Preprocessing: For multilingual HANs, embeddings must be pre-trained and aligned (multi-CCA).
Redundancy removal: Especially important for summarization: a bigram-filtering algorithm raises ROUGE-1 F from 33.7% to 37.8% (Tarnpradab et al., 2018).

6. Application Domains and Prospective Developments

HANs are broadly applicable wherever inputs possess an inherent recursive hierarchy:

Video analysis: Capturing multiscale temporal structure, egocentric perspectives, long-range dependencies (Gammulle et al., 2020).
Text understanding: Sentiment, topic, and relation classification, especially in long or multi-lingual documents.
Sequence labeling: Speaker identification from spectrograms, full-document NMT via contextual context transfer (Miculicich et al., 2018).
Summarization: Supporting extractive selection of thread posts or editorial fragments, with competitive performance to extractive and supervised baselines (Tarnpradab et al., 2018).

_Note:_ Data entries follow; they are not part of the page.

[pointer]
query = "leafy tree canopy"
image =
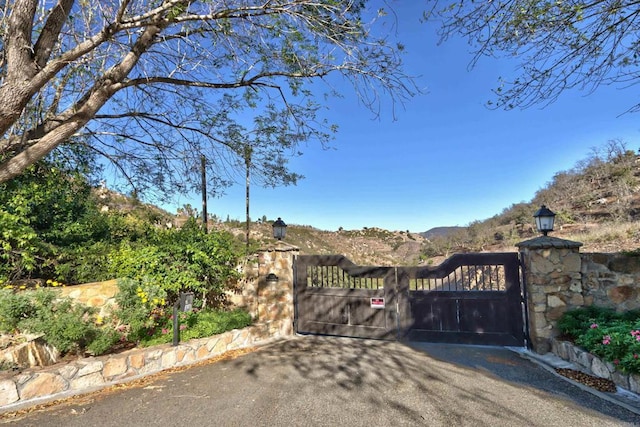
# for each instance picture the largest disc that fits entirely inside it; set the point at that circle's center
(153, 85)
(561, 44)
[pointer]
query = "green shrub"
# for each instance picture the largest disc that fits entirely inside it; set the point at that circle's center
(614, 337)
(68, 326)
(576, 322)
(14, 308)
(180, 260)
(198, 324)
(138, 303)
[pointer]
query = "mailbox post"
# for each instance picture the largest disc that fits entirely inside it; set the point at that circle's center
(183, 304)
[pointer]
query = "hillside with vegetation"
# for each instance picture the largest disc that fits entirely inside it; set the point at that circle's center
(597, 202)
(56, 226)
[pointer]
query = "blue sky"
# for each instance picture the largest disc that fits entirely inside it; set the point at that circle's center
(447, 160)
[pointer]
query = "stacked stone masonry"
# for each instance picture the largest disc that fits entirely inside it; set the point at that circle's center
(559, 278)
(595, 366)
(269, 302)
(85, 374)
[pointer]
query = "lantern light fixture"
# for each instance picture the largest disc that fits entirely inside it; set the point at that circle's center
(279, 229)
(544, 220)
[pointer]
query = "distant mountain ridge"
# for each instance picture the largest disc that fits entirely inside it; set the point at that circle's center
(441, 232)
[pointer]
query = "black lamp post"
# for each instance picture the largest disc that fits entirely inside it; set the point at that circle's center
(544, 220)
(279, 229)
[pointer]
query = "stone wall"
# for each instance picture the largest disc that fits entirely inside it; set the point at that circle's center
(268, 298)
(559, 278)
(595, 366)
(611, 280)
(36, 385)
(270, 302)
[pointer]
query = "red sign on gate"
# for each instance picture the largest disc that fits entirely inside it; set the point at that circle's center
(377, 302)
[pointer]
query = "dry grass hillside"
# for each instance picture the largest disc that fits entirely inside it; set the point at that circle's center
(597, 202)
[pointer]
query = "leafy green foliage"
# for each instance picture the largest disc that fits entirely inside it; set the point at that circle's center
(198, 324)
(48, 216)
(68, 326)
(614, 337)
(179, 260)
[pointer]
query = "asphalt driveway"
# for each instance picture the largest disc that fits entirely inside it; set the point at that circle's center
(327, 381)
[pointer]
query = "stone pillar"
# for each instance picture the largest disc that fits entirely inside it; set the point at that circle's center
(554, 284)
(275, 287)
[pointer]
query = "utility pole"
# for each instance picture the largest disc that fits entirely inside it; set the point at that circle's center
(203, 171)
(247, 162)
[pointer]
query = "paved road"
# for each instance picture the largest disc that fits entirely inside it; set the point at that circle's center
(325, 381)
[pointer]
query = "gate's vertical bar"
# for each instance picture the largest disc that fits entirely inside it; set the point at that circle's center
(524, 296)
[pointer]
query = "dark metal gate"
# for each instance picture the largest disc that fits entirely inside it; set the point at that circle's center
(336, 297)
(470, 298)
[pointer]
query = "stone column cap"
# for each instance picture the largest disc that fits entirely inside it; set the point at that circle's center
(281, 246)
(544, 242)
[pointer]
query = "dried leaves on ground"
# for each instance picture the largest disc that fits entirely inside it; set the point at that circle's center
(600, 384)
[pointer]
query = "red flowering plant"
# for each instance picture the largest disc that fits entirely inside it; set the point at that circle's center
(614, 337)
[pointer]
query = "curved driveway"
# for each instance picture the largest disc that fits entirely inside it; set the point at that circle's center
(327, 381)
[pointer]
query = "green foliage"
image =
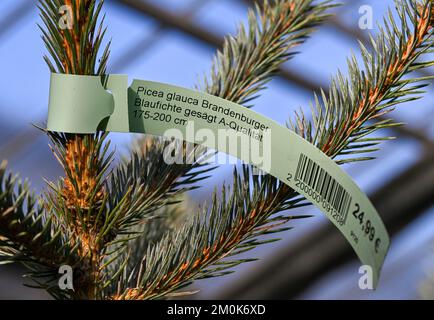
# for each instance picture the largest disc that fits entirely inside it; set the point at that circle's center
(74, 50)
(119, 227)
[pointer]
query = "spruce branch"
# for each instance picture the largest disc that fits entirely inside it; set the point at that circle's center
(79, 200)
(234, 221)
(346, 116)
(29, 236)
(240, 71)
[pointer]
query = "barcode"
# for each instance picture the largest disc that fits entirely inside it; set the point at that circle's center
(332, 194)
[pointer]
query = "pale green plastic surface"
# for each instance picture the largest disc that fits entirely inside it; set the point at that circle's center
(79, 104)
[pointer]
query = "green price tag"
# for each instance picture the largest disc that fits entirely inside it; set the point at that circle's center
(81, 104)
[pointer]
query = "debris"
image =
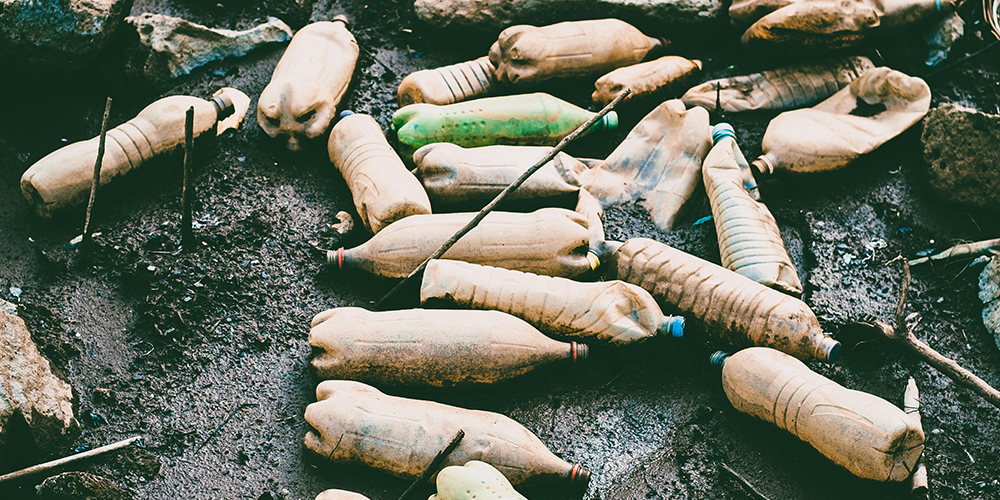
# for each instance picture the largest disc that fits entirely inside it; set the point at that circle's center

Notably, hierarchical attention is especially beneficial as input lengths and complexity scales: “two-stage compression + attention preserves both local fine-grained dynamics (frame-level) and global action context (segment-level), yielding stronger temporal dependency modeling and fewer over-segmentation errors than single-scale or fixed-window methods” (Gammulle et al., 2020).

This suggests broader adoption of HANs in long-sequence, highly nested domains, and motivates research into even deeper or more flexible hierarchical structures, including adaptive or learned hierarchy boundaries.

7. Limitations, Trade-offs, and Interpretability

HANs introduce extra computational overhead during attention-pooling—but remain lightweight relative to end-to-end deep stacks.
Pruned and sparsemax variants offer increased sparsity and potentially greater interpretability but require careful tuning or incur mild drops in performance for some tasks (Ribeiro et al., 2020).
Shared-parameter HANs provide strong cross-lingual regularization but depend on high-quality mutual alignment in the embedding space (Pappas et al., 2017).
Bidirectional/context-aware modifications yield modest computational increases (+23–40% per iteration) yet deliver consistent accuracy improvements for complex document understanding (Remy et al., 2019).
In generative and sequence prediction domains, hierarchical decoding can be more challenging to train stably.
Empirically, context injection is more beneficial as the downstream task requires modeling deeper semantic or discourse relations.

In summary, Hierarchical Attention Networks are a principled framework for leveraging multiscale compositional structure via recursively organized attention, validated across a broad spectrum of modalities, with systematically quantifiable gains over single-scale and non-hierarchical alternatives.